Outside San Diego, Sanders may be remembered best for breaking with the GOP to endorse same-sex marriage, explaining that his daughter, a lesbian, should be free to marry someone she loves. He then campaigned against Proposition 8 and later went to Washington to join other — mostly Democratic — mayors to lobby Congress to repeal a law that defines marriage as between a man and woman.
In San Diego, his legacy includes guiding the city back from the precipice of its worst financial debacle in history through a series of politically controversial cutbacks in city services and then hard bargaining with labor unions that led to a salary freeze, reduction in health benefits for retirees, increased payments by employees to the pension fund and the end to guaranteed-benefit pensions for new hires.
Although the city’s financial future, like that of other cities, remains uncertain, San Diego appears to be ahead of other cities, including Los Angeles, in dealing with the common problem of spiraling pension deficits.
“He did steady the local ship of state,” said Steve Erie, political science professor at UC San Diego. “Whether he actually turned it around is another question.”
Sanders lists the new library, the planned expansion of the waterfront convention center and the plan to remodel the core of Balboa Park as among his proudest achievements. All three faced opposition; the convention center and park plans are being fought in court.
“This isn’t a hard city to govern,” he said, “but it’s very hard to get consensus.”
One of his disappointments is the failure to put together a project to build a new stadium for the San Diego Chargers and keep the NFL franchise from leaving the city.

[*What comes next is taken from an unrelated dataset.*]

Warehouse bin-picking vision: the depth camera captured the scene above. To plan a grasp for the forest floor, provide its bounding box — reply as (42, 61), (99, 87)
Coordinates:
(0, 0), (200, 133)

The Chargers issue, in which the public wants the team to remain in San Diego but does not want to spend public money for a stadium, will now be left to Sanders’ successor, Bob Filner, 70, a Democrat who left a safe seat in Congress to run to replace the termed-out Sanders. Filner will be sworn into office Monday.
Although he was reelected easily in 2008, voters in 2010 turned down his request for a half-cent boost in the sales tax, which Sanders said was desperately needed to avoid additional cuts in city services. “We gave voters the opportunity,” he said.
In style, Filner and Sanders are opposites: Filner is confrontational; Sanders usually isn’t. Sanders appears without ego; Filner is different.
“I tell Bob that he’s the most obnoxious individual I’ve met and that’s what I like about him,” Sanders said.
Lest anyone think of him as a rhetorical milquetoast, it bears remembering that, during the 2008 reelection campaign, he turned to an opponent and directed a two-word obscenity at him.
Sanders was an anomaly as a politician when he was elected in 2005 to replace Dick Murphy, who resigned amid criticism over the pension deficit. Sanders had never before run for public office, although he was a well-known public figure after six years as the highly regarded police chief.
As chief, he expanded the city’s “community oriented policing” style that emphasized close collaboration between the police and neighborhood groups.
Retiring from the city in 1999, he served as chief executive of the local United Way and as president of the local Red Cross chapter — arriving when both organizations were beset by personnel turmoil and financial problems.
Sanders and his wife, Rana Sampson, will soon depart for a long-delayed vacation to Italy. Sampson retired Friday as vice president for development and marketing for the San Diego Center for Children, which provides educational and mental health services for at-risk youth.
Upon the couple’s return to San Diego, Sanders will become president and chief executive of the San Diego Regional Chamber of Commerce.
But first was that final shift as a beat cop downtown, asking people what help they need and providing a reassuring presence that says San Diego is a good place to live.
“Best job I ever had,” Sanders said.